Como um típico virginiano, Vilmar disse que, inicialmente, não se adaptou aos albergues da cidade porque ele é muito metódico e, além disso, para alugar um quarto, por exemplo, com condições de moradia, era impraticável, por causa dos preços.

— A manutenção de uma pessoa hoje no Rio de Janeiro é cara. Alugar um quarto, almoçar, jantar, tomar um café, comprar roupa, pegar ônibus, por menos de R$ 1.500 você não faz isso, porque qualquer refeição custa R$ 13, R$ 14 e R$ 15. Se for na feira, custa caro. Qualquer vaga, não é nem quarto, custa R$ 400. Além disso, sou aquele cara que gosta de tudo certinho, roupa dobradinha. Se vejo um quadro torto, vou lá e arrumo. Um cara que sabe se comportar, que sabe se condicionar com as pessoas. Então, se estou numa vaga e chega um companheiro que dorme na cama de cima, com a roupa fedendo, cigarro na boca, jogando a toalha suja em qualquer lugar, isso realmente me afeta.
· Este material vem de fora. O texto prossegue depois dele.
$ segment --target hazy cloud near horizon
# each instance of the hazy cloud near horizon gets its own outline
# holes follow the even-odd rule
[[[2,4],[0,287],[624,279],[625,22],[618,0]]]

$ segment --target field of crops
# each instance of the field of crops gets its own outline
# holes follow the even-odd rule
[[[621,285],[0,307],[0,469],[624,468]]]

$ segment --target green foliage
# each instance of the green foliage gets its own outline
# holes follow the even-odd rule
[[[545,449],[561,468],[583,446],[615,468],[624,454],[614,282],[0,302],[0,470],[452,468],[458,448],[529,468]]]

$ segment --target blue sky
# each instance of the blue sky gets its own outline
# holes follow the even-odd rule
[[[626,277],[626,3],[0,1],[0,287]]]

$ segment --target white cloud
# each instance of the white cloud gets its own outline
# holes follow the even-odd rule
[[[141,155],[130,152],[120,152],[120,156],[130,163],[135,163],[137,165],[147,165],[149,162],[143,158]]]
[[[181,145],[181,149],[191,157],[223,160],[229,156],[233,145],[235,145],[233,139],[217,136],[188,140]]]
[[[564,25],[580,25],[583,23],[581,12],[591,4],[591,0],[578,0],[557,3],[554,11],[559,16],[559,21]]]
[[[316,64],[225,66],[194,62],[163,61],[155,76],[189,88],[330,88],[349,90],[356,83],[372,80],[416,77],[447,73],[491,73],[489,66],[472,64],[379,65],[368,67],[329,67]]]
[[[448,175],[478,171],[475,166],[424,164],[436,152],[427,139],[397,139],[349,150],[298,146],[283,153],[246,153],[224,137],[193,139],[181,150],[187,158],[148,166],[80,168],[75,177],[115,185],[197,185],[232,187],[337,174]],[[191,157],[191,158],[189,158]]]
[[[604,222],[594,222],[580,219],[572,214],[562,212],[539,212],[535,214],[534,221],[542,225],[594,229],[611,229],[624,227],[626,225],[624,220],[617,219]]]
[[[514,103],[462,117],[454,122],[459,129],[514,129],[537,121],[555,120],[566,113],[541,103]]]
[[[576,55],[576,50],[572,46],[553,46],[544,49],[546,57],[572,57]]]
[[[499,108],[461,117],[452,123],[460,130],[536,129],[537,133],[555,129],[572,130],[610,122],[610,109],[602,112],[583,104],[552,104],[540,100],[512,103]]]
Sobre a experiência e expectativas para o futuro, ele disparou:

— Depois que eu me restabelecer profissionalmente, uma coisa que eu quero fazer é retornar a todos que manifestaram apoio, quero procurar essas ONGs que estão me ajudando e estabelecer uma parceria com elas. Isso me trouxe uma experiência de vida. Pequei em algumas coisas. Por que? Porque eu tive grandes oportunidades na vida e deixei elas escaparem pelo excesso de preciosismo.

Com a repercussão do caso agora, ele diz que tem medo de ser mal visto por isso:

— Mas é algo que não está acontecendo. Pelo que estou vendo, as pessoas estão de prontidão comigo e estão torcendo. Quero me estabelecer, quero voltar ao mercado e quero estar sendo aquilo que eu sempre fui: melhor, comprometido. Aquele comprometimento com as empresas, quando eu entro, não entro como aquele funcionário que está esperando para bater o ponto e receber o pagamento no dia 5. Eu bato na tecla e desenvolvo o trabalho. Quando estou no RH, cobro isso. O profissional tem que ser comprometido como se fosse o dono da empresa.

Priscilla Melo, integrante da ONG Vidas Invisíveis, umas das tantas que ajudaram Vilmar, disse que ele é uma exceção:

— O Vilmar foge totalmente ao perfil das pessoas que estão em situação de rua. Um repórter francês queria um personagem e me pediu ajuda. Indiquei o Vilmar porque ele era o único com essas características. Há dois meses, presto assistência a ele. Via que ele era diferente, fica sempre distante, não se mistura com os outros moradores de rua e pedia apenas roupas sociais. Isso me chamou a atenção e fui atrás da história dele. Desde então acompanho e tenho encaminhá-lo para as vagas de emprego que fico sabendo — contou Priscilla.